Lab 4

By the end of this lab you will create and fit regression models with a single predictor and visualize a simple regression model.

For all visualizations you create, b sure to include informative titles for the plot, axes, and legend!

Getting started

  1. Go to Duke Container Manager and create a new folder titled lab-4 - Regression with a single predictor.

  2. Download the files from Canvas and upload them into the new folder you created in step 1.

  3. Complete the exercises in this document.

Packages

In this lab we will work with the tidyverse packages, which is a collection of packages for doing data analysis in a “tidy” way.

library(tidyverse)
library(tidymodels)

Part 1: Do you even lift?

Today, we will be working with data from www.openpowerlifting.org. This data was sourced from Tidy Tuesday and contains international powerlifting records at various meets. At each meet, each lifter gets three attempts at lifting max weight on three lifts: the bench press, squat and deadlift.

ipf <- read_csv("ipf.csv")

The data dictionary for this dataset from TidyTuesday is reproduced below:

variable description
name Individual lifter name
sex Binary gender (M/F)
event

The type of competition that the lifter entered. Values are as follows:

  • SBD: Squat-Bench-Deadlift, also commonly called “Full Power”

  • BD: Bench-Deadlift, also commonly called “Ironman” or “Push-Pull”

  • SD: Squat-Deadlift, very uncommon

  • SB: Squat-Bench, very uncommon

  • S: Squat-only

  • B: Bench-only

  • D: Deadlift-only

equipment

The equipment category under which the lifts were performed. Values are as follows:

  • Raw: Bare knees or knee sleeves

  • Wraps: Knee wraps were allowed

  • Single-ply: Equipped, single-ply suits

  • Multi-ply: Equipped, multi-ply suits (includes Double-ply)

  • Straps: Allowed straps on the deadlift (used mostly for exhibitions, not real meets)
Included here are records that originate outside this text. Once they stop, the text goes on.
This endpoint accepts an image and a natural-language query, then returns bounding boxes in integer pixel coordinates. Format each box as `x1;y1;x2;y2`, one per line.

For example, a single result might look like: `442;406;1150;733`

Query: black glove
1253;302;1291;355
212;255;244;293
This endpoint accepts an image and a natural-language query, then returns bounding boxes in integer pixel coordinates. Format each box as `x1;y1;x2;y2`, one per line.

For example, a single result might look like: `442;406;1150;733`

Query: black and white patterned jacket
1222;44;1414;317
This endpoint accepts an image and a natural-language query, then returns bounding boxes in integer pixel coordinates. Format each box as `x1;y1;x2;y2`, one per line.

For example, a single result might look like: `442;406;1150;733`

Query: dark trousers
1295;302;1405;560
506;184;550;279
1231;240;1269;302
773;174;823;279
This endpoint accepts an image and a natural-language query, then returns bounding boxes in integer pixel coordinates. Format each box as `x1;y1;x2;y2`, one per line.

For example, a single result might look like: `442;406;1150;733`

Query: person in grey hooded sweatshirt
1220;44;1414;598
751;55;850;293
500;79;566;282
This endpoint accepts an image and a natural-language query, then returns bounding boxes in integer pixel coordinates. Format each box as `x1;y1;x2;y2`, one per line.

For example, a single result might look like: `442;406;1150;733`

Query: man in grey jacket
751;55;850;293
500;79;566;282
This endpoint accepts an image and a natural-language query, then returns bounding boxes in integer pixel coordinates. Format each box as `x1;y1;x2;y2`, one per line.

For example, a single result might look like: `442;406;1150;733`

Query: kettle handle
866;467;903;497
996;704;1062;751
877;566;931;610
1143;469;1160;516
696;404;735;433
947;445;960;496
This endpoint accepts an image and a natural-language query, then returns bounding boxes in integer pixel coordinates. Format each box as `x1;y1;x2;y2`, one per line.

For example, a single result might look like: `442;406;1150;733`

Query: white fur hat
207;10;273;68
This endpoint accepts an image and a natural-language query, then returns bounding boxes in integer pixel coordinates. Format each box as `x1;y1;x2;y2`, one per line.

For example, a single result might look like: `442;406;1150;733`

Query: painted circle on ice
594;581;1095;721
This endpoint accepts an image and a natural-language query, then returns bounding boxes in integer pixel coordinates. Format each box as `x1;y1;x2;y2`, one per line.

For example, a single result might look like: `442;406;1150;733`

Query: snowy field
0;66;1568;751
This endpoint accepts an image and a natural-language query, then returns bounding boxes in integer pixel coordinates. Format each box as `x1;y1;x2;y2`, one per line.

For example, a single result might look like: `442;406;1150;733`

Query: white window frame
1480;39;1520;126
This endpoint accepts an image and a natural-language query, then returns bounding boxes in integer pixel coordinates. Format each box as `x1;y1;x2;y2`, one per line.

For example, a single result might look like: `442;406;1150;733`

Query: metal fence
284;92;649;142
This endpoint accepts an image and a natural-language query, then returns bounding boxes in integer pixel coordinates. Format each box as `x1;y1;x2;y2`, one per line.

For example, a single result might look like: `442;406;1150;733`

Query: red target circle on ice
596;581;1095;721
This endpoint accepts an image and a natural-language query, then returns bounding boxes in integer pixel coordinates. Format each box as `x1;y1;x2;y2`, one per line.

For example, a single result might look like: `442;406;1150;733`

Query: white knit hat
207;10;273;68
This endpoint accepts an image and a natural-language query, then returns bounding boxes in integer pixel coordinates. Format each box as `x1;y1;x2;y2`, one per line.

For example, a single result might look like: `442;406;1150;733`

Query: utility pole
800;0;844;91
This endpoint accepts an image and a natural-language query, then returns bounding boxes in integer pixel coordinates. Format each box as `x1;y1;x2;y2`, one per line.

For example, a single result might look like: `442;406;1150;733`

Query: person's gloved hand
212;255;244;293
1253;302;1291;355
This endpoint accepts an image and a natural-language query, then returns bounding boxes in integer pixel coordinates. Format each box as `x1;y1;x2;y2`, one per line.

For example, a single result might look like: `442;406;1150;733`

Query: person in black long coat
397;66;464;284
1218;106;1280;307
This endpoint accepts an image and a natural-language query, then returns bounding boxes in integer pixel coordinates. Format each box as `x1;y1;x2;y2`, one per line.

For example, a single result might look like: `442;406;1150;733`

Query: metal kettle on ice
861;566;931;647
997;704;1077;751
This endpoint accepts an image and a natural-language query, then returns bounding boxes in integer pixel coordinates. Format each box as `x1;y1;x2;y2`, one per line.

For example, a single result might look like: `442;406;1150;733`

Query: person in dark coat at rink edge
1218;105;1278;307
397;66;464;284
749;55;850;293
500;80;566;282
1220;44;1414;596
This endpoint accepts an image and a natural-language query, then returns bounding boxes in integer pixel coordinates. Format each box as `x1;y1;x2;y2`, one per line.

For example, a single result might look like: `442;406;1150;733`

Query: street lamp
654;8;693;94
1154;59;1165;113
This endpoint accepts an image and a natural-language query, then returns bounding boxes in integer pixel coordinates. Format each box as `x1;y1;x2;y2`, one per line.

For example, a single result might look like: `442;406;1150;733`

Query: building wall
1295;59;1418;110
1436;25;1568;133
age The age of the lifter on the start date of the meet, if known.
age_class The age class in which the filter falls, for example 40-45
division Free-form UTF-8 text describing the division of competition, like Open or Juniors 20-23 or Professional.
bodyweight_kg The recorded bodyweight of the lifter at the time of competition, to two decimal places.
weight_class_kg

The weight class in which the lifter competed, to two decimal places.
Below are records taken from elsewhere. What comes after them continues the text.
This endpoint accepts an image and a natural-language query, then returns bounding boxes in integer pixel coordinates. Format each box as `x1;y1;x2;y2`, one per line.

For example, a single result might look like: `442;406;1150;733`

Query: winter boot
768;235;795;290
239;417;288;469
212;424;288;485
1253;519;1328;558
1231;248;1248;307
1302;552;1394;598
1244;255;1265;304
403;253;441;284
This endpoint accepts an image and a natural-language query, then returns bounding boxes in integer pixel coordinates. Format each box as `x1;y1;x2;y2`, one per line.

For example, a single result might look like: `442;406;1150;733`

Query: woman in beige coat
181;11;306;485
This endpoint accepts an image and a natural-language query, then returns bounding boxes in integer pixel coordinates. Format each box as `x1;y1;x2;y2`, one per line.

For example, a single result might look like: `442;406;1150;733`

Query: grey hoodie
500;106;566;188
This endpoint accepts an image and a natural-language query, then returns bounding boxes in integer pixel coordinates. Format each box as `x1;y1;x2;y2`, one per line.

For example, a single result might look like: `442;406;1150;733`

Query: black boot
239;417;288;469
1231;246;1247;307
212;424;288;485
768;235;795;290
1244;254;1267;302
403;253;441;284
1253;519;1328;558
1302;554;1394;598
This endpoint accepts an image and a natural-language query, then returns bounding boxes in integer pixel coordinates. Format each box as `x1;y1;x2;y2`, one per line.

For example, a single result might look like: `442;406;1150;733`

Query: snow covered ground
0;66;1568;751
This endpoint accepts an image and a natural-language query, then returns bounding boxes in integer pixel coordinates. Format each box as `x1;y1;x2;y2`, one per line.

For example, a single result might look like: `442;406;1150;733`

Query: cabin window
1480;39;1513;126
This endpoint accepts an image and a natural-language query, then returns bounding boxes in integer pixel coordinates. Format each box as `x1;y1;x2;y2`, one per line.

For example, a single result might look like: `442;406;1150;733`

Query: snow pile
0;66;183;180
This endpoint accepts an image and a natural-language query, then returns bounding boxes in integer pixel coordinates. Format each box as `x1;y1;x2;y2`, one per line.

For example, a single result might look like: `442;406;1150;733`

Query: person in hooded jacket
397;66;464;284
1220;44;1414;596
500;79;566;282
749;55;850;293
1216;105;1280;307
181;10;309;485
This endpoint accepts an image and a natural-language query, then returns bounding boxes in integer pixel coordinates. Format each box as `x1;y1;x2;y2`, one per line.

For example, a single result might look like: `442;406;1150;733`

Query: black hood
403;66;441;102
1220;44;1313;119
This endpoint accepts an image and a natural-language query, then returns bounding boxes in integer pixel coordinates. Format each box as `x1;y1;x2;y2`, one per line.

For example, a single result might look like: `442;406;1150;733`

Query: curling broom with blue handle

Weight classes can be specified as a maximum or as a minimum. Maximums are specified by just the number, for example 90 means “up to (and including) 90kg.” minimums are specified by a + to the right of the number, for example 90+ means “above (and excluding) 90kg.”

best3squat_kg

Maximum of the first three successful attempts for the lift.

Rarely may be negative: that is used by some federations to report the lowest weight the lifter attempted and failed.

best3bench_kg

Maximum of the first three successful attempts for the lift.

Rarely may be negative: that is used by some federations to report the lowest weight the lifter attempted and failed.

best3deadlift_kg

Maximum of the first three successful attempts for the lift.

Rarely may be negative: that is used by some federations to report the lowest weight the lifter attempted and failed.

place

The recorded place of the lifter in the given division at the end of the meet. Values are as follows:

  • Positive number: the place the lifter came in.

  • G: Guest lifter. The lifter succeeded, but wasn’t eligible for awards.

  • DQ: Disqualified. Note that DQ could be for procedural reasons, not just failed attempts.

  • DD: Doping Disqualification. The lifter failed a drug test.

  • NS: No-Show. The lifter did not show up on the meet day.

date ISO 8601 Date of the event
federation The federation that hosted the meet. (limited to IPF for this data subset)
meet_name The name of the meet. The name is defined to never include the year or the federation. For example, the meet officially called 2019 USAPL Raw National Championships would have the MeetName Raw National Championshps.

For all of the following exercises, you should include units on axes labels, e.g. “Bench press (lbs)” or “Bench press (kg)”. “Age (years)” etc. This is good practice.

Exercise 1

Let’s begin by taking a look at the squat lifting records.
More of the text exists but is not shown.